“Listening is a magnetic and strange thing, a creative force. The friends who listen to us are the ones we move toward. When we are listened to, it creates us, makes us unfold and expand.”
Karl A. Menninger
“Help! That is what I’ve wanted to shout for most of my life. But I didn’t. I continued to suppress all my negativity, hurt and ill-will towards self. All this suppression resulted in bubbling to the surface self-destruction in the most in-opportune times. I believed that I didn’t deserve the happiness and successes that I did achieve. I never received guidance on how to deal with the positive things in life, I only learned anger, only felt the focus on negatives. Yes, I grew up in era where you suffered your pain in silence. You were never encouraged to share what you were feeling or missing. My soul is full…of all the wrong things. I needed help in digging through my fractured soul; to come to terms with the fact that “I am a good person and I’m allowed to feel good about myself and my life.”
A lot of years have passed in my life. A lot of years wasted suppressing my feelings.
As I’m sure you’ve heard many times before, to embark on such a journey of laying bare your pain is a very private and difficult decision.
Initially his wife reached out to us:
“Would you meet with my husband? He really needs to talk.”
She described how it would work best with him. It needed to be very private, not in a coffee shop or any public place. He wanted to talk at night, because after sharing what he needed to share he just wanted the day to be over. What he had to say could not be rushed; he was going to need a lot of time to bring it all out.
He needed to set the time and place, the circumstances and conditions to talk. Feeling so out of control, he needed – desperately – to have some control over the way his secrets would be revealed. So we let him have that control. He needed its safety, its solace.
Setting those parameters, it was important for us to recognize, was what he needed. We had to listen beyond the fears, to hear what he was really saying.
All the years of holding it in, his default position, made it very difficult for him to share. It took him an hour just to feel comfortable and trusting of us before he could get to the heart of the matter. And when, like a volcano, his emotions erupted to the surface and he realized that he had to begin to talk about what was going on inside, he was reluctant to do so. Very hesitant. But he knew that with this eruption, the time had finally come and that he couldn’t hide his past any longer.

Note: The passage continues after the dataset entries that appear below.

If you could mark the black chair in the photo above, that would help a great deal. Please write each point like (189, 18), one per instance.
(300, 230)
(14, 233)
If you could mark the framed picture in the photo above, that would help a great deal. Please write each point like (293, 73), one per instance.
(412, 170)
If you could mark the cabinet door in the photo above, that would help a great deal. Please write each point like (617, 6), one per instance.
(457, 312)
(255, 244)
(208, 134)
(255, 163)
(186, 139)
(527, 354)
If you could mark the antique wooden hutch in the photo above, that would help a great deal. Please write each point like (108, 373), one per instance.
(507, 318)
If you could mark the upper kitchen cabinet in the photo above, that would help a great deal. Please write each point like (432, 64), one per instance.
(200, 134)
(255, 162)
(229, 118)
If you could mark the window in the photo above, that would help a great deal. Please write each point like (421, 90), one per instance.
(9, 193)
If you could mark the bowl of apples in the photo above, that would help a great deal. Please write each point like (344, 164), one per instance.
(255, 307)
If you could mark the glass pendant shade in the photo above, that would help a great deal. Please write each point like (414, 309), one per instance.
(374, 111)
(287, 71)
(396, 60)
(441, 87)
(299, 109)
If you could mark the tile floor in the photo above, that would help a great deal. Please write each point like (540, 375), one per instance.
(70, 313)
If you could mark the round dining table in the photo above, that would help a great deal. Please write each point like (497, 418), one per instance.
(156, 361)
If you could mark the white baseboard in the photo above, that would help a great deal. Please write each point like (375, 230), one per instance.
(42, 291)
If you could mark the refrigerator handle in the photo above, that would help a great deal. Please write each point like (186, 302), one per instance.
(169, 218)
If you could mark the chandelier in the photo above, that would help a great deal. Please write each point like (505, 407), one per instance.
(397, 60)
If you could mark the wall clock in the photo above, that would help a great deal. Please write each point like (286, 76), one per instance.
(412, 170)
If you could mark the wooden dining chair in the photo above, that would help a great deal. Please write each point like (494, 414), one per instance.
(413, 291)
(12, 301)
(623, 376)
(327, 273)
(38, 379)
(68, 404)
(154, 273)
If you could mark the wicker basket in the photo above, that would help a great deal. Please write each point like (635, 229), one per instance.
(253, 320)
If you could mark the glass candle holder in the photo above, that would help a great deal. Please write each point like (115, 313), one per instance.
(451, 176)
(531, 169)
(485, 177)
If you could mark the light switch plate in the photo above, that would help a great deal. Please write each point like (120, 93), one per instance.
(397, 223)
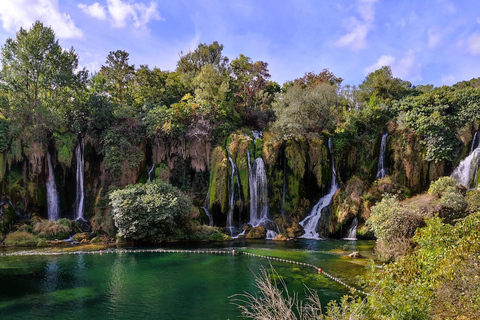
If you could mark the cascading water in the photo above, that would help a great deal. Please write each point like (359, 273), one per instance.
(231, 198)
(207, 211)
(382, 171)
(258, 193)
(352, 231)
(310, 223)
(467, 171)
(79, 201)
(52, 195)
(150, 173)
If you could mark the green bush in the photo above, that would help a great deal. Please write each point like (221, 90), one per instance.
(394, 224)
(451, 199)
(21, 239)
(52, 230)
(150, 212)
(437, 188)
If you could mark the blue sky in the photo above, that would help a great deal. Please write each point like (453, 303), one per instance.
(426, 42)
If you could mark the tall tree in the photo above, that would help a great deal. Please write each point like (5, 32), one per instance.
(39, 78)
(119, 76)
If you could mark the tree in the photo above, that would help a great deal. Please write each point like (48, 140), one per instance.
(150, 212)
(380, 84)
(310, 110)
(119, 76)
(40, 79)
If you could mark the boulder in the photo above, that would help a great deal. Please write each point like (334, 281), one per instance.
(257, 233)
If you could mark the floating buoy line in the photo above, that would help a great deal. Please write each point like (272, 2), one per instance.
(199, 251)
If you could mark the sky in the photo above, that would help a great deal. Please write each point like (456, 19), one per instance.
(425, 42)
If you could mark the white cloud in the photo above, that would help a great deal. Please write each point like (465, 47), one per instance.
(23, 13)
(121, 12)
(405, 68)
(95, 10)
(383, 61)
(447, 6)
(473, 43)
(448, 79)
(434, 38)
(356, 38)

The following day he wrote us a message. He detailed what it was that helped him to open up with us:
Our openness – to hearing all that he had to say and not prescribing how and where we had to meet, but allowing him to be met in the way that would be most comfortable.
Our truthfulness – not allowing him to continue buying into the lie that he is no good, but instead reminding him that no matter what he is worthy of being heard.
Our patience – giving him the time he needed to come to reveal the essence of his secrets, being sensitive to not pushing him to go faster than he could.
Our understanding – reminding him that we are human too, that we know what it’s like to be scared, to feel shame, to disclose something that others may react to unkindly.
Our non-judgmental response – it’s not our job to point out other’s flaws and weaknesses. We believe that as humans we believe we need to have grace with one another, knowing that all of us wrestle with loneliness and pain in one way or another.
He concluded by writing:
Thank you so much for meeting with me last night. You made the intimidating opening of my soul a calm process that I believe I can trust.
“As I’m sure you’ve heard many times before, to embark on such a journey of laying bare your pain is a very private and difficult decision.
“When I arrived home last night, my wife asked how I felt. I responded that I felt more at peace than I ever have in my life.
What a moment to realize that all I needed was someone I could tell it to. Thank you both for being that someone.
“… opening up and feeling better …”
He concluded that we made him feel:
“… comfortable in talking about what is hurting…what is troubling…what is causing internal conflict.
That we gave help to understand that he is not alone. That help can be had by sharing.”
Safety. We need that, all of us. If we are to open our souls, if we are to allow others into our pain and insecurities, if we are to acknowledge honestly our vulnerabilities, we need safety. We need others to listen who will not condemn us for the secrets we reveal. We need others to meet us where we are without judgment or condemnation. We need others who will walk with us in our darkness, to help us find our light.
Without that safety, most of us won’t reveal our true selves. Without that safety, few of us will allow the light to penetrate our darkness. Without that safety, it is painfully hard to heal.
We need others who will make us feel comfortable in talking with them about what is hurting…what is troubling…what is causing internal conflict. We need others to help us understand that we are not alone, that help can be had by sharing.